On Thursday April 26 from 9 a.m. until 1 p.m., about two dozen representatives from emergency response units, healthcare facilities, and support services met at the Burney Fire Hall to conduct a “Mass Casualty Table Top Exercise.”

Burney Fire District Chief Monte Keady facilitating the discussion

The meeting was a function of the Intermountain Preparedness Group that was formed to “attain shared preparedness and bring stability during crisis.” Agencies attending the meeting included CAL FIRE, Shasta County Fire Service, McArthur Fire Protection District, Burney Fire Protection District, Mayers Memorial Hospital District, Mountain Valley Health Centers, Pit River Health Service, Sierra Emergency Medical Services Alliance, Southern Cascades EMS District, Shasta County OEM, Shasta County Health and Human Services, and the American Red Cross,  .

The exercise was facilitated by Burney Fire Protection District Chief Monte Keady. Participants were organized into three groups according to their mission and function. The three groups were: 1) Fire, Hazmat, and Emergency Services; 2) Health Care Facilities; and 3) Support Services.
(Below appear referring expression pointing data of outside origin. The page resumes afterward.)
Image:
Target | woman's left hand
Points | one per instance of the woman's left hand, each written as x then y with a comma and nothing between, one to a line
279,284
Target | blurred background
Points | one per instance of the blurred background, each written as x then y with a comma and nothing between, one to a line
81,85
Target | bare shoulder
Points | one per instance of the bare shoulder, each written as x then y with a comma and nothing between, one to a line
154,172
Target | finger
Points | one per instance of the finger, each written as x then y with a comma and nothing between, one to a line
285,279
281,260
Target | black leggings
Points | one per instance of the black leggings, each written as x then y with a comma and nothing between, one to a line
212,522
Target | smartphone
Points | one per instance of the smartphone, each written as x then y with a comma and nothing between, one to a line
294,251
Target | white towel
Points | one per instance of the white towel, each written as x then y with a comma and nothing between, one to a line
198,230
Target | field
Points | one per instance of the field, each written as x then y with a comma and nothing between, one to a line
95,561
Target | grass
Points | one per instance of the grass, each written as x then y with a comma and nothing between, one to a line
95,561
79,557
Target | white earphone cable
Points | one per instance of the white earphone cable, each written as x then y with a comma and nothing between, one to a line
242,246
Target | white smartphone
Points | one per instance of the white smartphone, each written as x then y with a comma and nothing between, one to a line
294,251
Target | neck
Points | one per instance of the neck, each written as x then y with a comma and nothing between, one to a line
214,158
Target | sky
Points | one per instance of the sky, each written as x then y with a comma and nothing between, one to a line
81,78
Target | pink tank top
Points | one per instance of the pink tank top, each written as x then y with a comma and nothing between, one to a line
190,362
Chief Keady began the exercise by presenting a scenario of a mass causality event. The scenario involved a 40 vehicle fire on Hwy 299 in which 40 vehicles were involved. It included injuries and fatalities, a fire that began to spread, and a hazardous waste spill.

After briefing the audience on the situation, Keady asked each group to engage in a fifteen minute discussion about how they would respond to this emergency in the first 60-90 minutes.

Group discussions in progress

Afterward, a representative from each group presented a summary of their discussion. In their summaries they discussed how they would plan, organize and staff each of their operations, set up a command structure and communications, organize relief efforts and transportation, provide services, set up shelters, etc. After each presentation there was an opportunity for question and answer and open discussion.

Mayers Hosptial CEO Louis Ward reporting for the Health Services discussion group

The rest of the agenda had two more scenario updates followed by group, intergroup, and open discussions. The last scenario update involved the close of the incident. The final event of the exercise was “Lessons learned,” a thirty minute period of shared reflection during which participants could share “Aha moments.”

The meeting also included breaks during which participants could share refreshments and talk on a less formal basis.